Wali Kota secara khusus memberikan apresiasi kepada narasumber, antara lain Prof. Ir. Peter Berhitu, ST., MT., yang baru dikukuhkan sebagai guru besar di Universitas Pattimura, dengan kepakaran di bidang pengelolaan wilayah pesisir yang dinilai relevan dengan kebutuhan penataan ruang Ambon sebagai kota kepulauan.

Turut hadir pula Dr. Firas Petruhu dan Arianto Borel bersama tim penyusun materi konsultasi publik.

Pembangunan Tanpa Arah Jadi Evaluasi dalam forum tersebut, Wali Kota mengakui kondisi eksisting Kota Ambon yang dinilainya memprihatinkan akibat pembangunan yang tidak sepenuhnya terkendali.

“Ruang-ruang kota tidak tertata dengan baik. Permukiman, aktivitas usaha, dan fungsi lainnya bercampur tanpa perencanaan yang matang. Jika hari ini belum tertata dengan benar, maka ke depan jangan lagi kita ulangi kesalahan yang sama,” ujarnya.

Menurutnya, revisi RTRW harus mampu menjawab berbagai hambatan dalam penyelenggaraan pemerintahan, pembangunan, dan pelayanan publik, termasuk ketidaksesuaian antara kebutuhan investasi dan pengaturan dalam Rencana Detail Tata Ruang (RDTR).

Ia mencontohkan, terdapat sektor usaha yang belum terakomodasi dalam pengaturan RDTR kawasan pusat kota sehingga menghambat peluang investasi. Karena itu, forum konsultasi publik dinilai krusial untuk memastikan seluruh pemangku kepentingan menyampaikan aspirasi secara terbuka dan konstruktif.

Jamin Kepastian Hukum dan Ruang Investasi
Wattimena menegaskan, RTRW 2025–2045 harus menjamin keseimbangan antara perlindungan lingkungan dan keterbukaan ruang investasi.
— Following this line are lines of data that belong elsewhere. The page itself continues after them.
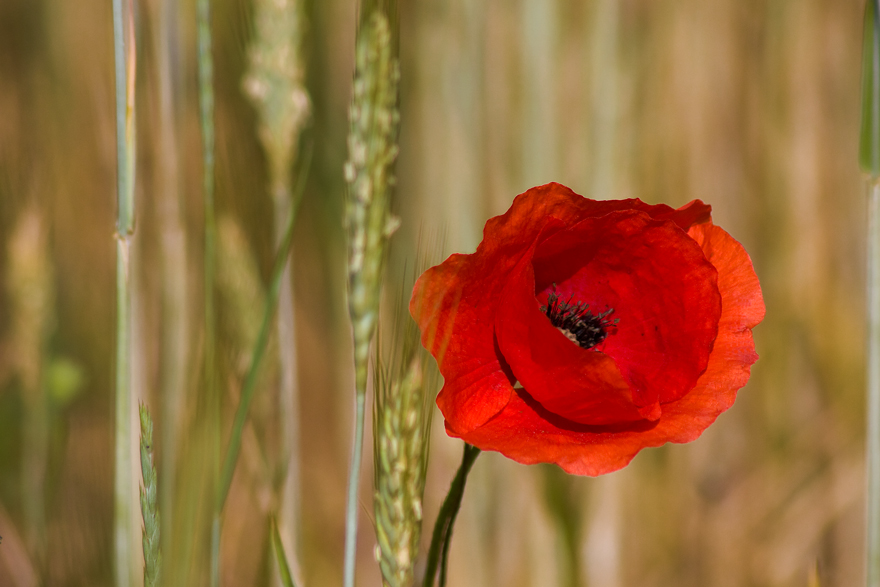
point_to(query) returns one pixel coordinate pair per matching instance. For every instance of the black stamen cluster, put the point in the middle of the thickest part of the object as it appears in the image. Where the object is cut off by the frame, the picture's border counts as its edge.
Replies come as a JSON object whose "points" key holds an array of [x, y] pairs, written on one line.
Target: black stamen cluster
{"points": [[576, 321]]}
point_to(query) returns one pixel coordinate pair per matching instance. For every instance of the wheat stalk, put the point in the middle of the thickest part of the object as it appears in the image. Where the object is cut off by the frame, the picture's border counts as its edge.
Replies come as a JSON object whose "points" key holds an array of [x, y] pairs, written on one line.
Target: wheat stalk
{"points": [[149, 506], [372, 147]]}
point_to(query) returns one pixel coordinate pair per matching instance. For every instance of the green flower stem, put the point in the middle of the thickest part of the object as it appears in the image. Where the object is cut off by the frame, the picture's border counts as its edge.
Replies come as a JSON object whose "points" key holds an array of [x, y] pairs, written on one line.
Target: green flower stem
{"points": [[206, 108], [873, 360], [869, 158], [438, 553], [250, 382], [123, 510]]}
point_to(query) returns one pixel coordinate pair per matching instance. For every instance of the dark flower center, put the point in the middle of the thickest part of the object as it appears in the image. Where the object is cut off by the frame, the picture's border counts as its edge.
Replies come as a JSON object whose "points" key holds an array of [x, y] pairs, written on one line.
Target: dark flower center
{"points": [[576, 322]]}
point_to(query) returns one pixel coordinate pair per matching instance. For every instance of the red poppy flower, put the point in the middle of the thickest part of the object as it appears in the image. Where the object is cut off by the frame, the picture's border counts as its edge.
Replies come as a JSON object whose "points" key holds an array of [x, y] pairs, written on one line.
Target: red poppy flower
{"points": [[582, 331]]}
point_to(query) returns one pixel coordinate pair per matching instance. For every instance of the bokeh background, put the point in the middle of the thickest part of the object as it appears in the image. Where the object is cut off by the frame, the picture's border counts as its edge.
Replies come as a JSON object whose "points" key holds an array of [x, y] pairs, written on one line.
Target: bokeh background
{"points": [[750, 105]]}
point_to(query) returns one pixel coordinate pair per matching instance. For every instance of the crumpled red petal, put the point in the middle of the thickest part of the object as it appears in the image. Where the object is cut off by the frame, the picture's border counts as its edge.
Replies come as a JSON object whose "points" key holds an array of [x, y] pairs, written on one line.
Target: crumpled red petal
{"points": [[524, 431]]}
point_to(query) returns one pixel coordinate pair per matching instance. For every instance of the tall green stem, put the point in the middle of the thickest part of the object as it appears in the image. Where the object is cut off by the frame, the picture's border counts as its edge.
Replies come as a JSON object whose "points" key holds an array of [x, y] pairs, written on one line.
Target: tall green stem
{"points": [[124, 528], [372, 146], [869, 158], [438, 553], [206, 103]]}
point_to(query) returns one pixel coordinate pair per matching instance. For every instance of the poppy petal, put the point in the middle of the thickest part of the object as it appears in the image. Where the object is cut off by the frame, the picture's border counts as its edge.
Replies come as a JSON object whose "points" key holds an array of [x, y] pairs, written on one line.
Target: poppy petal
{"points": [[525, 432]]}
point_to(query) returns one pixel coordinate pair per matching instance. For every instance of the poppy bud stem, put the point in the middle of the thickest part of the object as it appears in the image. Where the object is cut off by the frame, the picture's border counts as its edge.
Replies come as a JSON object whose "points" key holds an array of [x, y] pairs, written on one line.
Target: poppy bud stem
{"points": [[438, 553]]}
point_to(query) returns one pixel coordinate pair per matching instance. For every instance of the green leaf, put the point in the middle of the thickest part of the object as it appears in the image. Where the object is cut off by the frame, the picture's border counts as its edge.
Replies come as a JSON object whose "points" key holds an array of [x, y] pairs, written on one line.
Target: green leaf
{"points": [[869, 140], [278, 549]]}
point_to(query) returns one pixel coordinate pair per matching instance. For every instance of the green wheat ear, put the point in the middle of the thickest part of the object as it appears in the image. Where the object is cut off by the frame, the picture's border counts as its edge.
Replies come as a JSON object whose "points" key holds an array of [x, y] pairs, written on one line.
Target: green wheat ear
{"points": [[401, 422], [372, 148], [149, 507]]}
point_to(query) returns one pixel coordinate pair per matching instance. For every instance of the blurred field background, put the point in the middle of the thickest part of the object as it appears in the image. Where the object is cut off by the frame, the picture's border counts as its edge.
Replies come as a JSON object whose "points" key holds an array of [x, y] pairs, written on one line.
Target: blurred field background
{"points": [[750, 105]]}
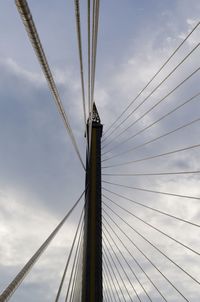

Aspek teknis dari setiap sektor wajib dipertimbangkan secara cermat, termasuk isu-isu strategis seperti aktivitas pertambangan galian C yang kerap memunculkan perdebatan publik.

“Kita tidak bisa hanya membangun tanpa memperhatikan daya dukung lingkungan.Tetapi kita juga tidak boleh menutup ruang bagi pelaku usaha. Semua harus diatur dengan jelas, tegas, dan berkeadilan,” katanya.

Ia juga meminta seluruh pimpinan OPD aktif mengawal proses revisi agar tidak ada kepentingan strategis yang terlewatkan dalam dokumen akhir.

Menurutnya, konsultasi publik bukan sekadar formalitas, melainkan tahapan penting untuk menyempurnakan substansi RTRW sebelum ditetapkan.

Menutup sambutannya, Wali Kota mengajak seluruh peserta memaknai revisi RTRW sebagai upaya kolektif menyiapkan masa depan kota secara berkelanjutan.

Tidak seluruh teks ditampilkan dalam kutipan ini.